Student Internship Position (Lookyloo-03)

Overview - Student Internship Position - Lookyloo executive summary, integration with third party services

Lookyloo started as a side project aiming to help internal teams in media organisations to have an overview of the content loaded on their websites. It is now used on a daily basis by CIRCL in order to analyse phishing and other malicious websites in the context of incident response.

The current status of the system makes it relatively simple for an analyst with a good understanding of web technologies to understand what is going on on a website, but there is still work to do in order to make the capture easier to understand and analyse by less technical users.

One way to make their life easier is to integrate third party services in lookyloo, and to allow submitting information gathered during a capture to other dedicated systems.

The goals of this internships are following:

  • Getting used to the concepts and limitations of web scraping with the following tutorial
  • Getting used to Lookyloo. The testing page, and the examples are a good starting point. Expand them if needed.
  • Create an overview page summarizing the information gathered by the capture on lookyloo, and by the 3rd party modules (if enabled) so all the information are visible at one place.
  • Create a module to integrate Lookyloo with Pandora (the project will be opensourced by the time the internship starts).
  • (Optional) Create a module for CIRCL Passive DNS
  • (Optional) Create a module for BGP Ranking
  • (Optional) Figure out how to represent nodes containing calls to tracking/Ads infrastructures, probably using uBlock Origin datasets.
  • Write a report explaining the findings made along the way

Summary page

Lookyloo is mainly an investigation tool allowing the users to dig into a capture and find the specific details they’re looking for, and this is not going to change. But even in such case, it would be useful to have a place where we can see all the main information about the capture without having to click through multiple views.

The first task will be to figure out which information (statistics of the capture itself, reports from 3rd party services, euristics from fimilar captures, …) we want to represent. Then, we need to decide how to represent them in a way that makes sense, and finally implement it.
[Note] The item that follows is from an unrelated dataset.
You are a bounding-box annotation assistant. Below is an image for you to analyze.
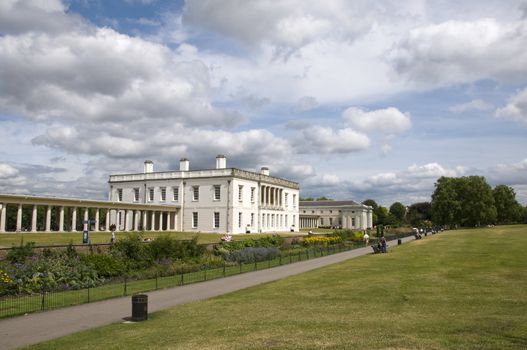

It is important to keep in mind that Lookyloo can be used in a information security context (i.e. investigating malicious websites), but it is also used on perfectly legitimate websites to investigate privacy violations, and by administrators of complex websites to have an overview of their infrastructure.

Pandora

Pandora is a tool developed initially by CERT-AG that CIRCL was tasked to turn into an opensource project. At the time of the writing of thins document, it is not available publicly, but it will be by the time the internship starts.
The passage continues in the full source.